For we were doing just fine without this thing called money, yet it has now become the measure that we gravitate towards to stand out and be a cut above the rest. Thinking in monetary terms has eroded the intellectual wealth I mentioned earlier. We need to return to this thinking and resolve existing and imminent problems.

For those who doubt the aforementioned, let me elucidate. Within villages, sages and oracles were consulted often by kings, queens, chiefs and village head men. These people were held in high regard not because of the money they had in their pockets, but because of the experience and expertise they had amassed through their trials and tribulations. Some were referred to as wanderers, free spirits and so much more based on their inquisition.

They walked all corners of the earth to uncover knowledge which could be used to enhance and uplift future generations. These wealth sages were selfless, giving of all they had “earned”, passing it onto the next generation through “internship” programmes that consisted of a rigorous selection of a worthy successor.

These successors would quickly assimilate what their sages knew and strove to leave a mark on this world through finding new information that could also be used as reference to address daily and yet to be discovered problems.

Now is the time for us to reach out to our aged and older Africans. From this generation, we need to gather as much intellectual property as we possibly can.

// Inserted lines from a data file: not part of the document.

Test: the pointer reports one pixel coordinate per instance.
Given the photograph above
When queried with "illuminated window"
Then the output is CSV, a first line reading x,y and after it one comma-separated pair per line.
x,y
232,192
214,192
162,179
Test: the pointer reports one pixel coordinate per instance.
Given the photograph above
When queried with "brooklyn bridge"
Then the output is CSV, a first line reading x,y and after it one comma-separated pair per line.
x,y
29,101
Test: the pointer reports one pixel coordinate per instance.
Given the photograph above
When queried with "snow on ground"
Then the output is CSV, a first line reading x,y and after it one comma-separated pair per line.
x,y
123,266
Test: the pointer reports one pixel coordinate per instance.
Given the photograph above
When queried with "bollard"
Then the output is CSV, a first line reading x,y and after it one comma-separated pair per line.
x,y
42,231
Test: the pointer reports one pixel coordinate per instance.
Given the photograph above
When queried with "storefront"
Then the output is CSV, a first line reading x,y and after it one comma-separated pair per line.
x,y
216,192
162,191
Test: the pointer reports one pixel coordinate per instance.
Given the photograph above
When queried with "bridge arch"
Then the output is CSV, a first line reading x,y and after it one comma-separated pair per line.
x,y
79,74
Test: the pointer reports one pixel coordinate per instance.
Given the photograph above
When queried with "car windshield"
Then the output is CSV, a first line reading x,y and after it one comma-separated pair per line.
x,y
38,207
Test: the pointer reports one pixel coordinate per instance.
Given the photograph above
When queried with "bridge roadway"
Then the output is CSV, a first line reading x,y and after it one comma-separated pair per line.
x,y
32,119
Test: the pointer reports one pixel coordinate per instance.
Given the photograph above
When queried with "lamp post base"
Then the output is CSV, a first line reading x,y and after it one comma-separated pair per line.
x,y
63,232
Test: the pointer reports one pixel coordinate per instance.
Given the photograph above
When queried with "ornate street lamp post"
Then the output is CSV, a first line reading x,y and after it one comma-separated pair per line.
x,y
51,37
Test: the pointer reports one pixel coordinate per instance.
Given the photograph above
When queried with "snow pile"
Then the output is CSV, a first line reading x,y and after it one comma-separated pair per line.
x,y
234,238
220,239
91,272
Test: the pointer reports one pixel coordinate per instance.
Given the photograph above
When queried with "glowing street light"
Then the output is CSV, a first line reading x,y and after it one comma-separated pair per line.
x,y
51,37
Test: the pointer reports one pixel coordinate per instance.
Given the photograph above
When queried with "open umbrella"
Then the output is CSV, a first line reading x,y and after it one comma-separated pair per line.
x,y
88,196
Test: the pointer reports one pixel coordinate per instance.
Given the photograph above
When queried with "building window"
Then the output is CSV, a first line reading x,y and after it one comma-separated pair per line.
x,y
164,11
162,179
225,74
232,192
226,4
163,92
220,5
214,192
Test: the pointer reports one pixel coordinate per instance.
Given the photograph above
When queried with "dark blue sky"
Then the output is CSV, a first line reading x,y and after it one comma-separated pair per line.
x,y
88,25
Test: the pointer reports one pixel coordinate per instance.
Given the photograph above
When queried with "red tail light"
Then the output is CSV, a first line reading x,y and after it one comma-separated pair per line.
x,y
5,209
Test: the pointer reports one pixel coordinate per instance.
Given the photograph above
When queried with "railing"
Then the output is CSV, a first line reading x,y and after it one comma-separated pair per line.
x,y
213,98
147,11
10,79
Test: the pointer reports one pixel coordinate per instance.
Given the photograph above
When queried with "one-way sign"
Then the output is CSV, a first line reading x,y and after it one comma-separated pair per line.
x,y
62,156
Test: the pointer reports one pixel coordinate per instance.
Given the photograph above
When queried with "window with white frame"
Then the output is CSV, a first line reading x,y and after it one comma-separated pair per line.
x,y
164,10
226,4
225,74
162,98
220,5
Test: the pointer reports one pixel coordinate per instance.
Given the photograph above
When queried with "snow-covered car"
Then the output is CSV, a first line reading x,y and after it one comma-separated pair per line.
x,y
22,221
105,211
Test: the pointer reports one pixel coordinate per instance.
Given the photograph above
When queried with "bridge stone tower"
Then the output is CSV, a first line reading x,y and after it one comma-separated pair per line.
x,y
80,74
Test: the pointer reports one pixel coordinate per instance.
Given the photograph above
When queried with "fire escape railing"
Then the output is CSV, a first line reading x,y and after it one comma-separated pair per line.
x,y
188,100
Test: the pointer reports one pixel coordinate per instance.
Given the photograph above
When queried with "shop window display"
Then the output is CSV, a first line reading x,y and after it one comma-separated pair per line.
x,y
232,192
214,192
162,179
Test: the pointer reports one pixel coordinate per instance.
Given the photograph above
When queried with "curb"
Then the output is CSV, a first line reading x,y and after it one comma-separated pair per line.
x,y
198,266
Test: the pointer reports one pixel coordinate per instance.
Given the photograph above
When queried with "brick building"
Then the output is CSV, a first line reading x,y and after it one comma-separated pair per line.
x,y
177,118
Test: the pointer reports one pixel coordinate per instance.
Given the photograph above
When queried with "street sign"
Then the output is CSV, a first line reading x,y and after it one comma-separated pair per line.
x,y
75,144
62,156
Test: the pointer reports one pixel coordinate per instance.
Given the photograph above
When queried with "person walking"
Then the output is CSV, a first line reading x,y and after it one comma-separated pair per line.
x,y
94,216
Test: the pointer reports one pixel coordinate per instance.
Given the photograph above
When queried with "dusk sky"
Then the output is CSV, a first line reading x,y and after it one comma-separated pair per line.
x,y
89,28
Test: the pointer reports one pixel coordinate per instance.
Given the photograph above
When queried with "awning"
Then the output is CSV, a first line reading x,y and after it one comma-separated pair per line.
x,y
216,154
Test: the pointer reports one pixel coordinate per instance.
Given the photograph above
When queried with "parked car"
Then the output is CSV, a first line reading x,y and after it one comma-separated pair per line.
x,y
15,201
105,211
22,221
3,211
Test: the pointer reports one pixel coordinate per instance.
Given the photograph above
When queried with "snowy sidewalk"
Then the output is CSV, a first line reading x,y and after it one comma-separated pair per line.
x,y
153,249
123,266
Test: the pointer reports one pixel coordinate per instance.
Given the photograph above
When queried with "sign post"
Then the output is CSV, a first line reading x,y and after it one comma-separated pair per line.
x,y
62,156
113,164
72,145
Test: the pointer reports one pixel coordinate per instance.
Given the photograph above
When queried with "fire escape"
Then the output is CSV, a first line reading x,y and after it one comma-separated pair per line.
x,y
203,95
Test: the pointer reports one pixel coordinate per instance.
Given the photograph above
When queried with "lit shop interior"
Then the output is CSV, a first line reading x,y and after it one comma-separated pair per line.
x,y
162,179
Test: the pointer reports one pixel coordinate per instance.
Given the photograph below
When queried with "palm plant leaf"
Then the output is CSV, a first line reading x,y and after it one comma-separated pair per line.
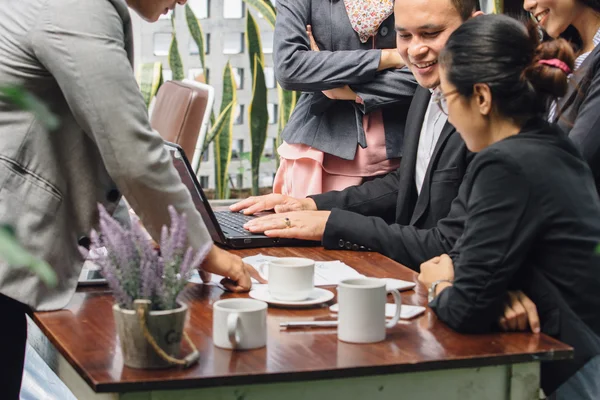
x,y
259,119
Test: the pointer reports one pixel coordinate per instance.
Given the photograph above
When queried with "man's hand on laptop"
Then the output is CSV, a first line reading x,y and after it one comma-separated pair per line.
x,y
237,273
278,202
306,225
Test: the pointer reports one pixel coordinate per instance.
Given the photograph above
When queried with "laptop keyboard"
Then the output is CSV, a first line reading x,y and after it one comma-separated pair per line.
x,y
234,222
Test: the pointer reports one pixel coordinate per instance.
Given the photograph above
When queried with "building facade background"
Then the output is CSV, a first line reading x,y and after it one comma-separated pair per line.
x,y
224,25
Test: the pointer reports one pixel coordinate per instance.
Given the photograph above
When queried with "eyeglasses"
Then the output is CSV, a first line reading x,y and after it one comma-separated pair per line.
x,y
440,99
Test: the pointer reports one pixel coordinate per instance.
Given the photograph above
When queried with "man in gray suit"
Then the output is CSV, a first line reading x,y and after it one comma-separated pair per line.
x,y
76,56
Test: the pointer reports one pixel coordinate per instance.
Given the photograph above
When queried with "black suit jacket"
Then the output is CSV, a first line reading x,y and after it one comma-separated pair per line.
x,y
387,215
533,223
579,114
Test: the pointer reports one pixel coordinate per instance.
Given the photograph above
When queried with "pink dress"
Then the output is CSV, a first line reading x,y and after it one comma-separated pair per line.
x,y
305,171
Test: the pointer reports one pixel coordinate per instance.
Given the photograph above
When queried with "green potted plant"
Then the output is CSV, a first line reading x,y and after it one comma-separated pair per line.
x,y
146,283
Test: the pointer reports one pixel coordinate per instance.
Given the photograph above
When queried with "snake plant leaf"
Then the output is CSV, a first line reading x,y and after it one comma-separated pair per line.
x,y
223,135
259,119
197,34
174,56
265,7
253,42
13,254
149,79
25,100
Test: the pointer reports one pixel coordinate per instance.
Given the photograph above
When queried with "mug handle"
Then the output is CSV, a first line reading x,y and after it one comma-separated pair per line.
x,y
233,329
398,300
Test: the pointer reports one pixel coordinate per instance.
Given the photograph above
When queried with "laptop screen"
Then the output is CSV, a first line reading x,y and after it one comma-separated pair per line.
x,y
200,201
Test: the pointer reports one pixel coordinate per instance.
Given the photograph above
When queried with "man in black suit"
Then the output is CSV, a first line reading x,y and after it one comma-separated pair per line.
x,y
408,215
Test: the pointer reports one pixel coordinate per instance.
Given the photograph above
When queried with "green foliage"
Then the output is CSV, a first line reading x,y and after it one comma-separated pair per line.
x,y
258,115
27,101
16,256
265,7
259,119
174,57
222,132
150,80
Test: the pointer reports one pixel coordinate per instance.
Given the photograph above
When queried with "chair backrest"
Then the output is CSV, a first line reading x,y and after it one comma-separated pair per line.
x,y
179,113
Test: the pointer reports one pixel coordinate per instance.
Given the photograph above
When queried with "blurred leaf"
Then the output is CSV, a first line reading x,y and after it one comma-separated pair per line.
x,y
150,80
174,57
28,102
265,7
224,135
259,120
16,256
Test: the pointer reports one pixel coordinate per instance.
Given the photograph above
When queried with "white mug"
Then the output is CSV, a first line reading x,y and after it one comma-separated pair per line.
x,y
291,278
361,314
240,324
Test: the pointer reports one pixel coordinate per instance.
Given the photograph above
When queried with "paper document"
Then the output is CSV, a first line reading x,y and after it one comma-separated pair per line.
x,y
327,273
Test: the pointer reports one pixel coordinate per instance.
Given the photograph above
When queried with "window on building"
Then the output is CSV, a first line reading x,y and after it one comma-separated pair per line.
x,y
233,43
204,181
162,41
167,15
272,110
194,73
267,41
201,8
238,74
270,78
233,9
193,47
238,115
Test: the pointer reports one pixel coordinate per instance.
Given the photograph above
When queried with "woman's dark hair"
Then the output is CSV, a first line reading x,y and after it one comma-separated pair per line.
x,y
504,53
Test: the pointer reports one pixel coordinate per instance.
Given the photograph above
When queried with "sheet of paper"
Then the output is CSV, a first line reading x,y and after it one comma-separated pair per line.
x,y
326,273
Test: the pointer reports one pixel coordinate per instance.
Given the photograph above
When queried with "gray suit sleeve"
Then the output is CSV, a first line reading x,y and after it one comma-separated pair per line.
x,y
387,88
297,67
82,44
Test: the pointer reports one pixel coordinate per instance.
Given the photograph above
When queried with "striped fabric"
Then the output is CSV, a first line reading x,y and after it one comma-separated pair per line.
x,y
578,61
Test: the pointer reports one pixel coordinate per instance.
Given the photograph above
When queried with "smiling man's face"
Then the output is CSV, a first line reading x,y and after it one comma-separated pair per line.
x,y
151,10
422,29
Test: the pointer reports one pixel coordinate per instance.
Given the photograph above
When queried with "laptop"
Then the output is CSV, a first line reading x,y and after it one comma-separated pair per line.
x,y
225,227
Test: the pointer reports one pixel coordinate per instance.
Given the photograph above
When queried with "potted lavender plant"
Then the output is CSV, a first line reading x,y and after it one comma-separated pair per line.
x,y
145,285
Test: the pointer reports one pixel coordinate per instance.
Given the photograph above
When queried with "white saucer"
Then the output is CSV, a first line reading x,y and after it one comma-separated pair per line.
x,y
317,296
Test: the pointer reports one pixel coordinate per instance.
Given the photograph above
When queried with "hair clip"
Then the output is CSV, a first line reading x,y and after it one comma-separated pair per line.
x,y
556,63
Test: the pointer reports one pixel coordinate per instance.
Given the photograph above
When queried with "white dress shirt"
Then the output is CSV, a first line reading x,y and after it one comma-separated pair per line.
x,y
433,123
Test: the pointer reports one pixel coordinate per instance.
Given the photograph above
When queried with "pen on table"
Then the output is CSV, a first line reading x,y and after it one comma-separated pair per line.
x,y
307,324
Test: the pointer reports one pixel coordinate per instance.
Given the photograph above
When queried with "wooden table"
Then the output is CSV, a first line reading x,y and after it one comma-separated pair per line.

They have a firm understanding of how things were done in the past, how small amounts of worldly wealth could be shared by entire clans in an empowering manner.

Use this knowledge to re-examine the journey we need to embark on to create an enabling and enriching way of living for ourselves and those who will come after us. For it is in the act of passing the torch, that our contribution to building a culture of wealth, prosperity and sustainability beyond our imagination will be judged by generations to come.


Africa’s wealth is in its people. Long live our sages!